I have spotted that each time tape drive cleaning is requested then tape currently in the drive is marked  as FULL and only written like 1TB of various other data.

Can anybody advise why would that be? Unsure if this is an issue so this is something that I've spotted, at a time cleaning is required netbackup automatically marks tape as full prior to perform drive cleaning.

Also each time cleaning is needed I get the below alert from tape library:

Attention : Drive Warn or Crit Tape Alert flag

Event Code: 0x84 - tape alert
Element number: 0x1E, 30
Drive number: 0x04, 4
Tape Alert Flag: 0x15, 21

 

 

4 REPLIES 4

Nicolai
Moderator
Moderator
Partner    VIP   

Tape Alert 0x15,21 is a cleaning required message from the drive. How often does the tape drive request cleaning ?

Cleaning request should be rare - if you see a lot of request, the drive may be faulty.

To be on the safe side - inspect the tape in use - is the same tape repeatedly being requested, but never written ? 

remember you can always freeze a tape until a reasonable suspicion is confirmed or not.

Does the tape marked full also get frozen/suspended by Netbackup ?

Same issues posted back in 2015:

https://vox.veritas.com/t5/Backup-Exec/Drive-Warning-or-Crit-Alert-flag-help/td-p/741123

 

Cleaning request is very rare, no tapes frozen etc. I am just concerned why tapes become Full each time cleaning is requested.

Nicolai
Moderator
Moderator
Partner    VIP   

I don't think those two events are linked.

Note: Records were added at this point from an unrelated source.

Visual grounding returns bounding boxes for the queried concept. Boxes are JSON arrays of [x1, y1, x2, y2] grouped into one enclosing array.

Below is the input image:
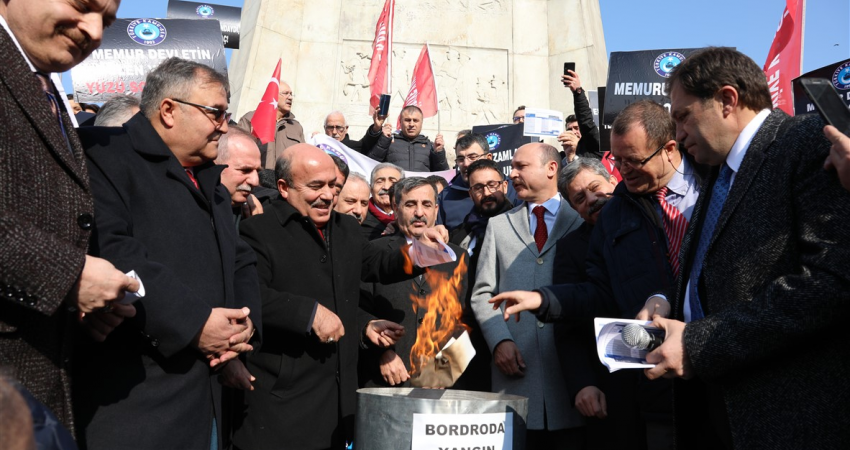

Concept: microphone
[[623, 323, 664, 352]]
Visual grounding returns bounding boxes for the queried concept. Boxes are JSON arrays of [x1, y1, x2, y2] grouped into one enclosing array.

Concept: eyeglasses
[[455, 153, 484, 164], [608, 144, 667, 169], [469, 180, 504, 194], [172, 98, 230, 126]]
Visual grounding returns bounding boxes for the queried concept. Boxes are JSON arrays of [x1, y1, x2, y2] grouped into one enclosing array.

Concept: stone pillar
[[229, 0, 608, 159]]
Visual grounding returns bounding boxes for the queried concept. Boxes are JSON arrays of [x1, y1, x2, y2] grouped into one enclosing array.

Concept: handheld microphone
[[623, 323, 664, 352]]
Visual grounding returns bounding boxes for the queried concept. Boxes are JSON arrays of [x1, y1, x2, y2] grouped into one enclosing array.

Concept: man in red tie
[[486, 101, 701, 448], [471, 143, 584, 450]]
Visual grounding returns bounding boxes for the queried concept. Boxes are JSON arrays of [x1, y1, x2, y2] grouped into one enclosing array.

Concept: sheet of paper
[[593, 317, 655, 372], [522, 108, 564, 138], [408, 239, 457, 268]]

When writing a tape, the OS see the tape as a continuous number of sectors. When the tape drives detect the EOM (end of media) marker on the tape, the tape drives send a signal to the OS that the tape is full.

Netbackup as such doesn't measurer remaining capacity on a tape, it can't. Netbackup only measure the number of sectors written to tape (consumed capacity).

To narrow down what is happening, look out for SCSI sense codes in the event log. A code consist of a sense key, a additional sense code (ASC) and additional sense code qualifier (ASCQ). What they mean can ben looked-up at this Wikipedia page: https://en.wikipedia.org/wiki/Key_Code_Qualifier

 

mph999
Level 6
Employee Accredited
To follow on from Nicolais excellent reply. NetBackup does not have any understanding of tape capacity. It would, if left to its own devices, try and write to a tape forever.

So, how do tapes become full ???

The tape contains an ‘logical end-of-tape’ mark that was written just before the physical end of the tape during manufacturering.

Once the tape gets to this point, the tape firmware detects it and knows there is only a small amount of tape left, so it updates the tape driver with this information. There is enough tape left to complete writing the current block, but the tape driver refuses any further data and sends a signal to the backup software informing it the tape is full.

Put another way, NetBackup has no ability to mark a tape full by itself. So tapes marked full before they should be, is either a tape drive firmware or driver issue.